Professor Michael Goodsite CPEng, Professor of Civil and Environmental Engineering, University of Adelaide

“How do we increase the production of copper needed for a green energy society? How do we achieve this while processing lower grade ores — a complicated and resource-intensive process — while also meeting environmental, social and corporate governance goals?” the CRC’s website asked.

Goodsite is the Research Director of that CRC bid.

“It takes 16 years, on a global average, from the discovery of the new commodity to the first shovel going into the ground in an operational mine,” he said. “So new mines discovered today won’t come online until about 2038.

“To reach our net-zero targets, we have to get better at mining deeper and extracting copper from more complex ores more efficiently, that is, meeting the copper — and other minerals — we need without further impact on the environment. That’s what we call the copper paradox. We might have to use more energy and more water. So, it’s a real challenge, and that’s why we’ve set up a collaborative research effort.”

The CRC intends to bring industry together with government, universities and external expertise from around the globe to address how to meet copper demand more sustainably. 

“We will have to put a lot of knowledge together to achieve many of these goals,” he said.

“We want to use a lot less energy from the grid during extraction. We might consider blasting more and grinding less. We must use chemical and biological systems and their energy, instead of grid energy, to get to the copper in the ore.

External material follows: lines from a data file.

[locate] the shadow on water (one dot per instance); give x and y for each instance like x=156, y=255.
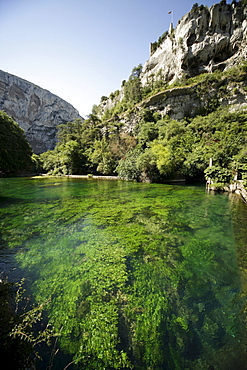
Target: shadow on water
x=146, y=273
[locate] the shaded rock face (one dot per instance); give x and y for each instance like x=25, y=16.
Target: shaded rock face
x=204, y=40
x=37, y=111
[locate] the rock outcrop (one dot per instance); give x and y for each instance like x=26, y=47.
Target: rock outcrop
x=37, y=111
x=204, y=40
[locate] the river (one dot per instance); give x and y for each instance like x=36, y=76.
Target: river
x=141, y=276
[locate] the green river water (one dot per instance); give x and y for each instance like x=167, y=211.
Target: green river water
x=138, y=276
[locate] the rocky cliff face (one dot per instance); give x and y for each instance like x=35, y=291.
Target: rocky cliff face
x=204, y=40
x=37, y=111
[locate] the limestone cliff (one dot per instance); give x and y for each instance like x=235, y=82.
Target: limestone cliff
x=204, y=40
x=37, y=111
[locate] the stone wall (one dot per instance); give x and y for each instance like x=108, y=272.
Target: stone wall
x=37, y=111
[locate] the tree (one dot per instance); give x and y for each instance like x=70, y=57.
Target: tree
x=15, y=151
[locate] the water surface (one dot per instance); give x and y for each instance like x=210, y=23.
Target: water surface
x=142, y=276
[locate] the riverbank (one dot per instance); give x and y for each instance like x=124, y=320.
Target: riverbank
x=236, y=187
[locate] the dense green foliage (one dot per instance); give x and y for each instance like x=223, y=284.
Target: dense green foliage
x=141, y=276
x=161, y=148
x=15, y=152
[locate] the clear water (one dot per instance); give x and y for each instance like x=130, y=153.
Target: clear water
x=141, y=276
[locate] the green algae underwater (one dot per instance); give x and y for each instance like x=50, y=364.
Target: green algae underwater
x=138, y=276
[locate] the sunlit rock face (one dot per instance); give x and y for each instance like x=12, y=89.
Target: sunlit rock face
x=204, y=40
x=37, y=111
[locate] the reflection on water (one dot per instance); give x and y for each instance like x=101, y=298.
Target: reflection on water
x=141, y=276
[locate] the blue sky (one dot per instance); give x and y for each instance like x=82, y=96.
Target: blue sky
x=82, y=49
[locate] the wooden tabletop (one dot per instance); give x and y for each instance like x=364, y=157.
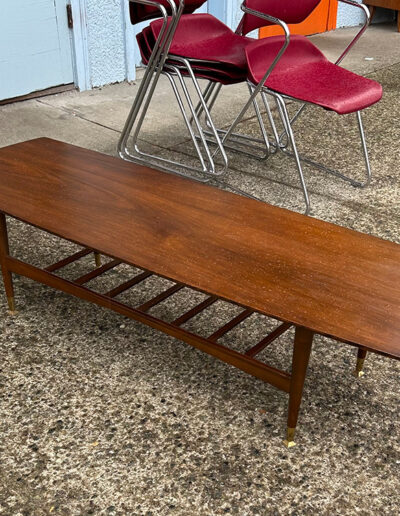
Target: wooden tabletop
x=331, y=280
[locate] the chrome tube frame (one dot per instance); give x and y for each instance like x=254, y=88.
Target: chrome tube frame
x=158, y=65
x=287, y=123
x=152, y=74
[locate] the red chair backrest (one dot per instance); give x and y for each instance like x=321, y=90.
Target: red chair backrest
x=290, y=11
x=140, y=12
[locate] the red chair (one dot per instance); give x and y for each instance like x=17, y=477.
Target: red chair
x=200, y=46
x=292, y=68
x=197, y=46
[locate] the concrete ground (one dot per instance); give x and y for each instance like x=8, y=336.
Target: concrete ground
x=99, y=415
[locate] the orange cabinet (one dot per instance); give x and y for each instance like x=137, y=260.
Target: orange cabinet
x=323, y=18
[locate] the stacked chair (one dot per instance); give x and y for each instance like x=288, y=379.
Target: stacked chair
x=183, y=45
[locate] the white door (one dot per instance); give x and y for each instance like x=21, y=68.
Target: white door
x=35, y=46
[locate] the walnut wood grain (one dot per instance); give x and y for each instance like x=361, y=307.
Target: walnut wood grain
x=328, y=279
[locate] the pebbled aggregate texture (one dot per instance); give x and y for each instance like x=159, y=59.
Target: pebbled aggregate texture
x=101, y=415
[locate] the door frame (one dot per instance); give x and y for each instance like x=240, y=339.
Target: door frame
x=223, y=9
x=81, y=48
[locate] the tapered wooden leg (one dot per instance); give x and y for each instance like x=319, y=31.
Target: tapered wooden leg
x=361, y=356
x=301, y=354
x=97, y=259
x=372, y=11
x=7, y=277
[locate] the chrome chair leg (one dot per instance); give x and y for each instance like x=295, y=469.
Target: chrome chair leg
x=288, y=128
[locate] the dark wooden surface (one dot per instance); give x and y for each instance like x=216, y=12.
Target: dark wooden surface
x=317, y=275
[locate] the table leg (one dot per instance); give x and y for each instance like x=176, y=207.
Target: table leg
x=372, y=11
x=301, y=354
x=361, y=356
x=5, y=251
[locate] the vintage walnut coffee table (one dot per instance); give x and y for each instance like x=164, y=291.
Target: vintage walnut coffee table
x=317, y=277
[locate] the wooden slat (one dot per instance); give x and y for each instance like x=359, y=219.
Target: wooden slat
x=128, y=284
x=252, y=352
x=97, y=272
x=230, y=325
x=161, y=297
x=277, y=378
x=194, y=311
x=68, y=260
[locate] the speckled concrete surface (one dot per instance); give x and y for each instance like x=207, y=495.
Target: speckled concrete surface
x=100, y=415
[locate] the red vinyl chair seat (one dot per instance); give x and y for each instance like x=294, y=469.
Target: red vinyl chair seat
x=140, y=12
x=203, y=37
x=202, y=69
x=304, y=73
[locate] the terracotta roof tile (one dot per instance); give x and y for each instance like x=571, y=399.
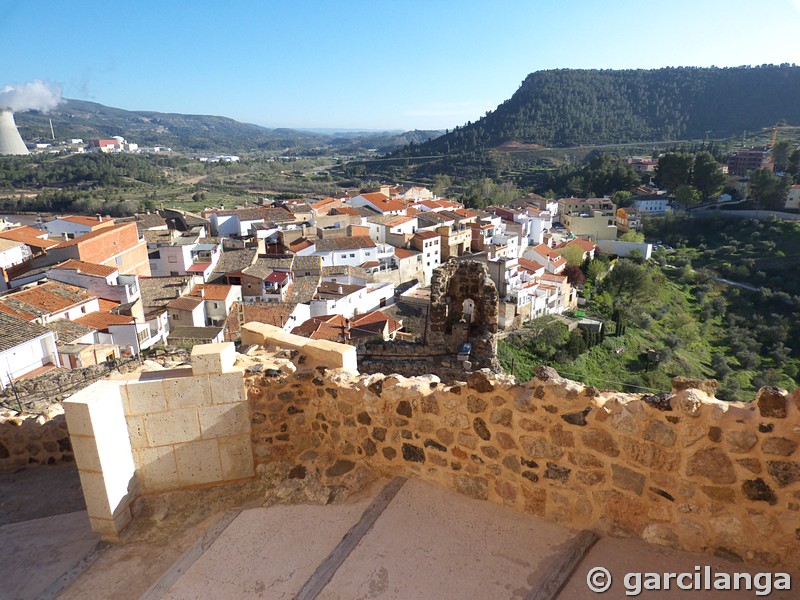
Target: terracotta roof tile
x=86, y=268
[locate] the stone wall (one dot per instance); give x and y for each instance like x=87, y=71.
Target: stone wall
x=33, y=439
x=685, y=470
x=161, y=431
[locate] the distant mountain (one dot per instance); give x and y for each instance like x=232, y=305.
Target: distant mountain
x=575, y=107
x=193, y=133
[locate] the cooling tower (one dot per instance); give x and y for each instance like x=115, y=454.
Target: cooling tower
x=10, y=139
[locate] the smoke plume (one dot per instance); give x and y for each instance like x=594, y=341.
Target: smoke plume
x=36, y=95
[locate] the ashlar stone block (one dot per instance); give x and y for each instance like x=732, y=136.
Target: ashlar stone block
x=146, y=397
x=227, y=388
x=236, y=457
x=213, y=358
x=198, y=462
x=158, y=468
x=175, y=427
x=187, y=392
x=224, y=420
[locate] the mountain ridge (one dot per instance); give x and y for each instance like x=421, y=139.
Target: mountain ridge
x=573, y=107
x=196, y=133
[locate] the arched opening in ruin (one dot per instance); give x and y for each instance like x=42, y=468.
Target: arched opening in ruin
x=468, y=310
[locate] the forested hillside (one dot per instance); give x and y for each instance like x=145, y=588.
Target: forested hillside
x=573, y=107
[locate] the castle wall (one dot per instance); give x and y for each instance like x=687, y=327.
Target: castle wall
x=682, y=470
x=688, y=471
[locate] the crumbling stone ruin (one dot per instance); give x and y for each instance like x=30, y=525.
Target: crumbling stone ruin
x=463, y=309
x=682, y=470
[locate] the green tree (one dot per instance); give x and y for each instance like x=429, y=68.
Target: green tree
x=687, y=195
x=707, y=176
x=573, y=254
x=441, y=183
x=632, y=236
x=793, y=166
x=780, y=153
x=622, y=198
x=768, y=190
x=674, y=169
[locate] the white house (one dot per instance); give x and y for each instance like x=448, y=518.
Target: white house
x=429, y=244
x=72, y=226
x=13, y=253
x=49, y=302
x=651, y=205
x=348, y=300
x=218, y=299
x=172, y=255
x=353, y=251
x=793, y=198
x=240, y=221
x=380, y=202
x=24, y=347
x=100, y=280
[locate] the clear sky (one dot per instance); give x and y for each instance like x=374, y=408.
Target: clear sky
x=372, y=64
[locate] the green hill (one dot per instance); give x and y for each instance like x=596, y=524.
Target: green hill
x=198, y=133
x=566, y=107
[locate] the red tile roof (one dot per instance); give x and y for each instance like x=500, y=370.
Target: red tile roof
x=86, y=268
x=30, y=236
x=529, y=265
x=185, y=303
x=96, y=233
x=198, y=268
x=403, y=253
x=102, y=320
x=211, y=291
x=93, y=222
x=42, y=300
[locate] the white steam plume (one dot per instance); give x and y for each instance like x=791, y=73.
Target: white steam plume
x=36, y=95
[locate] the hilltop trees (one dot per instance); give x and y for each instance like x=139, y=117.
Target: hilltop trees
x=690, y=178
x=768, y=190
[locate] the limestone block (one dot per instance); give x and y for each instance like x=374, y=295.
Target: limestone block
x=146, y=397
x=187, y=392
x=137, y=432
x=223, y=420
x=174, y=427
x=158, y=468
x=236, y=457
x=270, y=336
x=198, y=462
x=213, y=358
x=323, y=353
x=95, y=414
x=227, y=388
x=86, y=448
x=109, y=528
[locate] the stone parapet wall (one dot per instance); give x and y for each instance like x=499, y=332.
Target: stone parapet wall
x=686, y=471
x=33, y=439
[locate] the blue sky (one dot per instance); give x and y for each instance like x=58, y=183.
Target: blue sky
x=372, y=64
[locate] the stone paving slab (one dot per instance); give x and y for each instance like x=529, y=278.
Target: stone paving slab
x=40, y=492
x=622, y=556
x=36, y=553
x=268, y=552
x=434, y=543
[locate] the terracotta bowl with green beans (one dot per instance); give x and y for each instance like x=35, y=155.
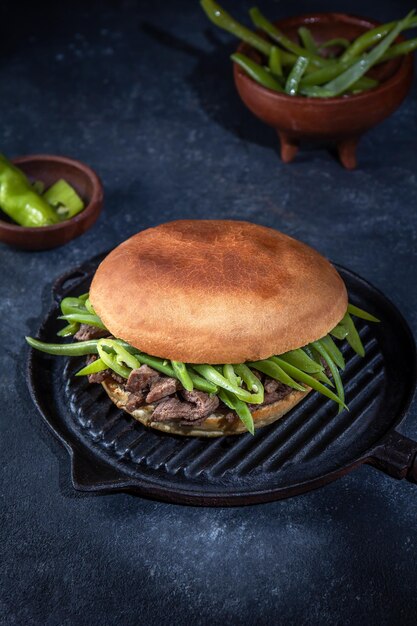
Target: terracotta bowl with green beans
x=64, y=199
x=325, y=76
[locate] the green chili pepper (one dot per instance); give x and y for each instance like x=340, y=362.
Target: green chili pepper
x=340, y=332
x=19, y=200
x=337, y=41
x=405, y=47
x=308, y=380
x=257, y=72
x=182, y=375
x=221, y=18
x=294, y=77
x=264, y=24
x=251, y=381
x=211, y=374
x=332, y=349
x=275, y=61
x=83, y=318
x=273, y=370
x=116, y=357
x=340, y=84
x=372, y=37
x=307, y=40
x=80, y=348
x=69, y=330
x=321, y=349
x=230, y=374
x=355, y=310
x=72, y=305
x=300, y=359
x=92, y=368
x=242, y=409
x=352, y=337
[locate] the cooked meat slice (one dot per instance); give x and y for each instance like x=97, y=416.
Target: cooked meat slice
x=135, y=400
x=87, y=332
x=201, y=405
x=171, y=409
x=204, y=404
x=141, y=379
x=161, y=388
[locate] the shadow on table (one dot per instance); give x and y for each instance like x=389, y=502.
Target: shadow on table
x=212, y=82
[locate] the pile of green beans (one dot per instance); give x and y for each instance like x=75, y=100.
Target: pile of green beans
x=301, y=68
x=237, y=385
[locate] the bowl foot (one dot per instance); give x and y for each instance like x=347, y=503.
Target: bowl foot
x=289, y=147
x=347, y=152
x=346, y=149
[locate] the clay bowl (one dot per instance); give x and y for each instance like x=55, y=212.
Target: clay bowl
x=50, y=168
x=341, y=120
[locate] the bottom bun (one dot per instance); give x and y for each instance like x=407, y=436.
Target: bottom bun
x=215, y=425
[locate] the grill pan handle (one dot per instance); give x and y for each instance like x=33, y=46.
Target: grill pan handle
x=397, y=457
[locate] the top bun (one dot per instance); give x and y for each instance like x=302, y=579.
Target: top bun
x=217, y=291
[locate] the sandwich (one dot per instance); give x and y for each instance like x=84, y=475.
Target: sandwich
x=211, y=327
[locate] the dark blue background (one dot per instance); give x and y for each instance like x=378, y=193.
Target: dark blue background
x=143, y=92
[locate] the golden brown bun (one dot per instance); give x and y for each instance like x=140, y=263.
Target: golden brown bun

“We’ll have to work with entirely new business models around the sale and export of green copper. Will people buy it at a premium? Every indication is that they will, since they do with aluminium. So what is that worth? And how do we prove it is green?”

Finally, Goodsite said, the geopolitical situation changes daily.

“How is that going to impact demand? And will people even be concerned if there are bigger security issues?” he asked.

“Currently, there may not even be enough critical minerals to enable more than one out of four drivers to own an electric vehicle. So, we’ve got a lot of work to do, and not much time to do it, if we are to meet the net-zero goals.”